Although a definitive explanation for why multiple organ dysfunction system (MODS) occurs has yet to be found, solutions for treating it are beginning to emerge. Paloma Giangrande, PhD, associate professor in Hematology, Oncology and Blood and Marrow Transplantation, is senior author on a study published last month in Nature Communications investigating the treatment of MODS using aptamers to neutralize extracellular histones that could otherwise cause capillary leaks, hemorrhaging, and other systemic inflammations.
“Severe cellular injuries, which occur following conditions like stroke and autoimmune disease, cause histones to be released into circulation, eventually leading to MODS,” the authors write. “Approximately 45% of patients who develop MODS will die due to acute secondary organ injury/failure . . . and others become physically or mentally impaired.”
However, the study reveals a neutralization technique aimed to resolve this issue.The research team used negative selection, where they selected negatively charged aptamers that are specific to binding the positively charged histones, but not to serum proteins.

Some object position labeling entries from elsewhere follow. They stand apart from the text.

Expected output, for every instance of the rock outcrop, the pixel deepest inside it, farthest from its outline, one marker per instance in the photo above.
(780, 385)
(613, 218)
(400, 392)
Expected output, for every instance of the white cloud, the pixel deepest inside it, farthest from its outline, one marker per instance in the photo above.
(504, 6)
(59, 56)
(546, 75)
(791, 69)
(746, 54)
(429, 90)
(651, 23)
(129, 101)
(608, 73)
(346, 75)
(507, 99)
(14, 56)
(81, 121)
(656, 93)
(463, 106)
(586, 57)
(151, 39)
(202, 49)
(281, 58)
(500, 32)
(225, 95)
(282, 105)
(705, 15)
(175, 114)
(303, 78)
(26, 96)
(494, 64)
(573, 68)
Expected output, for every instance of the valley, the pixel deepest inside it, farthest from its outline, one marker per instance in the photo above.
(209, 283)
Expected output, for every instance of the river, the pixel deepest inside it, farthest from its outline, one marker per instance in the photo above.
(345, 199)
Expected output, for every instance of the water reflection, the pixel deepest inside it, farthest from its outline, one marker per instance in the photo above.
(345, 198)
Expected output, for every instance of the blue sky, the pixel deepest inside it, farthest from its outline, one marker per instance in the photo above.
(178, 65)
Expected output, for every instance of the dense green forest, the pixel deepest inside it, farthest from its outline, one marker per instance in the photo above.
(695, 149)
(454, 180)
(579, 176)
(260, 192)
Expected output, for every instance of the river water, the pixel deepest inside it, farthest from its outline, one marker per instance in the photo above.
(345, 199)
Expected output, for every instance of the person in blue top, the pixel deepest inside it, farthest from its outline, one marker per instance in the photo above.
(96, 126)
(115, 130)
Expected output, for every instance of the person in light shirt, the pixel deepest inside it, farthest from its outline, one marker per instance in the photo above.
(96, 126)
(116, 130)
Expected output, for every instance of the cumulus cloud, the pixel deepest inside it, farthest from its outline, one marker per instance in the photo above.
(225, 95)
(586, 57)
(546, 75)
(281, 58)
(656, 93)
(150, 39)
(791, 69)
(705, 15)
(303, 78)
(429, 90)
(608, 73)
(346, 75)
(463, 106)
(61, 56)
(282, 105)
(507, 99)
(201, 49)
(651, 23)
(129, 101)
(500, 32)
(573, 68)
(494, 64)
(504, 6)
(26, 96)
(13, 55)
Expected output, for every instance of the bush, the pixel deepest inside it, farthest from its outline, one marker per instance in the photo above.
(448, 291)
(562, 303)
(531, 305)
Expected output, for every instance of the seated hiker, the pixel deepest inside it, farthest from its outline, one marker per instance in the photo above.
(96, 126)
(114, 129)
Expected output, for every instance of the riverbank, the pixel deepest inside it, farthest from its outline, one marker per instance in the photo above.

In their solution, aptamers were used to soak up the histones after they have been released into circulation.
Giangrande is principal investigator of the research team. Other members include Shambhavi Shubham, PhD, former post-doctoral researcher and current research scientist at Integrated DNA Technologies, and Kevin Urak, PhD, MS, former research fellow and current developmental scientist at Frederick National Laboratory for Cancer Research in Maryland.
“Since histones are highly positive-charged proteins, we were expecting to find aptamers that were capable of selectively binding and neutralizing to the histones, thus inhibiting the progression of MODS,” Urak said.
The idea to investigate a possible solution for MODS stemmed a few years ago from a speech delivered by Charles Esmon, PhD, an adjunct professor in the Departments of Biochemistry, Molecular Biology and Pathology at the University of Oklahoma, on the effects of negatively-charged histones on MODS. Giangrande and her colleague Francis Miller, MD, at Duke University, exchanged ideas from this speech.
“Currently, there are no available drugs to neutralize the extracellular histones,” Urak said. “So Francis, who has collaborated with Paloma on several other projects, thought that negative-charged aptamers would be an excellent therapeutic approach for the binding and neutralization of these positive-charged proteins.”
Nature Communications covers ground-breaking research from all topics of natural sciences. As a high-quality, open access journal, a publication in this journal is a positive acknowledgement in the field of medicine.
“I have a name in the aptamer research community, so this publication potentially opens doors for start-up companies to develop these findings. This publication enables us, Francis Miller and I, to apply for funding for other projects,” Giangrande said.
Other researchers who contributed to this study include University of Iowa’s Giselle Blanco, Li-Hsien Li, Justin P. Dassie, William Thiel, Vijay Sonkar, Shubha Murthy, Wade Gutierrez, Yani Chen, and Julia Klesney-Tait. Jonathan Stiber and Beilei Lei at Duke University also assisted Miller in with the research he contributed to the study.